The U.S. has begun to take tentative steps towards reopening, with states moving at their own pace out of the COVID-19-induced lockdowns — raising concerns about the risks of a possible second surge of cases.
But LeadingAge, which represents non-profit senior housing and care providers, warned starkly on Wednesday that senior living and skilled nursing providers in the U.S. are still struggling with the first wave and are in dire need of resources — both personal protective equipment (PPE) and testing — at the federal level to protect the residents and patients in their care.
“We now find ourselves four months into the worst pandemic in a century, but our country still has no more than a patchwork plan for protecting older lives,” Katie Smith Sloan, the president and CEO of LeadingAge, said in prepared remarks during a virtual press conference held on Wednesday. “For several weeks our members have been alerting us to rag-tag shipments of PPE from the federal government. Its data collection system can’t yet be relied on for accurate information. And as more older Americans die and their care providers scramble to help them, our leaders repeat declarations of victory, as if words could protect against the virus.”
She was joined by executives from two continuing care retirement communities (CCRC) in Washington D.C., and Greensboro, N.C., who testified to the challenges of securing PPE and testing and the costs involved over the early months of the pandemic.
“COVID hit us like a brick wall in the middle of April,” said retired Col. Paul Bricker of the Army Distaff Foundation and chief operating officer of Knollwood in Washington, D.C., a CCRC serving members of the uniformed services and their families. “We watched it come across the nation. We watched it come down the Eastern Seaboard. We thought we were prepared. We had a PPE package level prepared to deal with about five or six cases of COVID.”
That ended up being nowhere near enough. Knollwood found it had its first COVID-19 case only when the medical examiner called the community from the morgue to say there was a positive. Five other residents were symptomatic, and only they could get tested by the city at the time.
That led Knollwood to implement its own plan for testing all residents and staff in the skilled nursing wing by reaching out to LabCorp — which established an account for the CCRC overnight. This was not a step that the CCRC had been encouraged to do, Bricker noted. But after administering 100 tests, the results came back 18 hours later — and Knollwood “had COVID at a level we never even anticipated,” according to Bricker.
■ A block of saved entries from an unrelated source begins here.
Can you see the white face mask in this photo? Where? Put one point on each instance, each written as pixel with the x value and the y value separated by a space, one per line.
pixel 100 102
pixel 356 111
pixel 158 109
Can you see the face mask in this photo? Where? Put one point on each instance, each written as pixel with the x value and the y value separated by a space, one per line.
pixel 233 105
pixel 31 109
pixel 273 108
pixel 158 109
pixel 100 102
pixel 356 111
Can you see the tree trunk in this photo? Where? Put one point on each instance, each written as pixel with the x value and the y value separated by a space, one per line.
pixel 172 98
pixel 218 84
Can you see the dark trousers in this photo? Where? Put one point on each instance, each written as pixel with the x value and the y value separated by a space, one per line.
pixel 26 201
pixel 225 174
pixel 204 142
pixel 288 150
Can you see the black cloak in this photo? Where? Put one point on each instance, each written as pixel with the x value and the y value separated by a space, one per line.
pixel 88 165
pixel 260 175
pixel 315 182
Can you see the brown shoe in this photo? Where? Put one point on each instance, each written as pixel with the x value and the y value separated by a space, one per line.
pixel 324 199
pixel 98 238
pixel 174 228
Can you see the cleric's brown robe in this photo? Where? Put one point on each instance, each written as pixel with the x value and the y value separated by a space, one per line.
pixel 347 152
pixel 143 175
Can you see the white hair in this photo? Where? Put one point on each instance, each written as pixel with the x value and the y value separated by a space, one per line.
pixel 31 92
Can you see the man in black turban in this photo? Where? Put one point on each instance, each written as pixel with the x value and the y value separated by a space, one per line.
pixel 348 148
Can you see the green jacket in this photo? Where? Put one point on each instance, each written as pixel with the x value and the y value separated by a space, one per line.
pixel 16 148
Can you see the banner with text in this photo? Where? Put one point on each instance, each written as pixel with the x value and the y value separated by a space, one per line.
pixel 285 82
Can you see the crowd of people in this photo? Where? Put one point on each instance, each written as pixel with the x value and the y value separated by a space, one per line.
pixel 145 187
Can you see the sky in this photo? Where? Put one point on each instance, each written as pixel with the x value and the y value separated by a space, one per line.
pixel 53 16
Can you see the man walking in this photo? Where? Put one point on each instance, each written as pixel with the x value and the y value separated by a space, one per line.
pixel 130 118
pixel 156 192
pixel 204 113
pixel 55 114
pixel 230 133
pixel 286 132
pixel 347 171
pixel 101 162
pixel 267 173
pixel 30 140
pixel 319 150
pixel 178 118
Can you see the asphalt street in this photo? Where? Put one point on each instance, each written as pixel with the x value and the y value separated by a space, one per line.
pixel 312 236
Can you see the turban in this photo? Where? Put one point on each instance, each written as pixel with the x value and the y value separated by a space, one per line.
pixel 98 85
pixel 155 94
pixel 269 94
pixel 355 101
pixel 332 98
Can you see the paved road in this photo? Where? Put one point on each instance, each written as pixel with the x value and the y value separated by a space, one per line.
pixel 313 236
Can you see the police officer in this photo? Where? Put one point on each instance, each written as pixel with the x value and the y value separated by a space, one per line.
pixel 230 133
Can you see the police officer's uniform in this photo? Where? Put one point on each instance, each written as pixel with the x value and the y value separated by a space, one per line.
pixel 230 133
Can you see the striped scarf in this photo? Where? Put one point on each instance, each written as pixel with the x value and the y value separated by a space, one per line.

“We were literally chasing employees down the hallway and asking them to leave because they were asymptomatic,” he said. “Seventy percent of our residents were asymptomatic. We continued to test, assisted living, independent living. And we have now been COVID-free for over six weeks. Why? Because we’ve administered over 1,200 tests. We test residents and staff in assisted living, independent living every week.”
While Bricker had high praise for LabCorp’s partnership, noting that the firm sent batches of 50 to 100 kits with tests arriving 24 to 48 hours after the request, he stressed that communities left on their own for testing are “flying clouds without instruments.”
They’re also paying for it, as Stephen Fleming, president and CEO of The Well•Spring Group in Greensboro, N.C., noted. The organization is in the midst of testing for staff and residents, with costs of $50,000 to conduct one-time testing at both its CCRCs.
Knollwood has so far invested between $12,000 and $15,000 in testing, Bricker said. The CCRC is now working with LabCorp on reimbursement, which is one area where the federal government could help.
“COVID tests should be covered at the national level,” Bricker said. “We shouldn’t have to go through a lot of paperwork to get reimbursed for testing. It’s a pandemic. One of the ways you can flatten the process is just: Any COVID testing is covered. I think that needs to happen.”
Fleming echoed the need for testing and support for senior living, decrying the use of resources to professional sports and universities when from long-term care facilities account for the substantial proportion of COVID-19 deaths.
Well•Spring has had to develop its own consortiums for PPE, he noted, relying on “our parking lot guy” for equipment — though in a different form than that of the mysterious vendor supplying the Jewish Home Family in Bergen County, N.J.
“Ours have been more well-known vendors that we’ve tried to beg, borrow, and steal from,” Fleming said. “We’ve come together to borrow supplies if we have to, especially when we’re going through testing, or if we have cases. This is what we’ve had to do. There’s been no coordinated effort. There’s been no funding.”
The shipments of PPE from a local area agency on aging included two boxes of surgical gloves in sizes “small” and “extra-small”; gowns remain by far the most challenging piece of equipment to obtain, according to Fleming.
The N.C.-based group has also, like Knollwood, had to secure its own testing, using both LabCorp and a smaller provider. It had to pay for this initiative on its own, according to Fleming, who echoed Bricker’s call for the federal government to clarify the testing requirements and make life easier for staff.
From his perspective, the problems are the result of years of bad decisions on multiple levels of government.
“The real issue here for all of us is we’re reaping what we sow in the United States,” Fleming said. “This is 40 years, 50 years of neglect of America’s aging population. And the United States can do better than that.”